Dal primo dicembre, l’ex Zuccherificio di Classe, trasformato nel Museo della Città e del Territorio e denominato con l’antico nome di Classis Ravenna, è diventato il punto culturale di riferimento del territorio per chi vuole conoscerne la storia: dai primi insediamenti alla civiltà etrusca, poi al ruolo importante della città in epoca romana quindi a Ravenna Capitale dell’Esarcato Bizantino.
Da luogo simbolo di degrado sociale a biglietto della città: qui, nei primi decenni del secolo scorso, 600 operai trasformavano tonnellate di barbabietole in montagne di zucchero, poi il declino, e nel 1982 la chiusura. Con l’abbandono della produzione, i grandi fabbricati divennero ricettacolo di ogni emarginazione. Data gli anni Novanta l’idea di trasformare un enorme problema in una fondamentale risorsa per il futuro di Ravenna.
“Classis Ravenna è il punto di partenza necessario per ogni visita, non solo alla contigua area archeologica dell’antico Porto di Classe, ma verso l’intera città”, ha precisato Giuseppe Sassatelli, presidente della Fondazione Ravenna Antica, cui il Comune ha demandato la realizzazione e la gestione del nuovo Museo, insieme a quelle dell’Antico Porto, della Basilica di Sant’Apollinare e, nel cuore di Ravenna, della Domus dei Tappeti di Pietra e il Museo Tamo.
Sotto le imponenti campate, l’area espositiva si sviluppa su 2.600 mq e tutto intorno un’oasi verde di 15.000 mq. L’investimento che il Comune di Ravenna, con il Mibact, la Regione Emilia-Romagna e l’Unione Europea hanno messo in campo, con l’apporto determinante della Fondazione Cassa di Risparmio di Ravenna, per il recupero e la nuova destinazione del complesso di Classe, supera i 22 milioni di euro. La progettazione del nuovo Classis Ravenna è stata affidata all’architetto Andrea Mandara che ha operato al servizio di un comitato scientifico coordinato dal professore Andrea Carandini.

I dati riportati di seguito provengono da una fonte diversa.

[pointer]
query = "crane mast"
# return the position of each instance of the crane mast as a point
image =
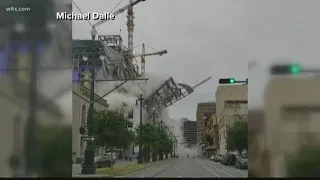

Il Museo Classis Ravenna rappresenta, a livello nazionale, il più importante intervento di recupero di archeologia industriale volto alla realizzazione di un contenitore culturale e come tutti i musei contemporanei svilupperà una molteplicità di funzioni: attività espositiva (sono oltre 600 i reperti in mostra), di studio e ricerca, laboratori didattici, laboratori di inclusione digitale per la sperimentazione di startup innovative. Il tutto con una forte vocazione al territorio.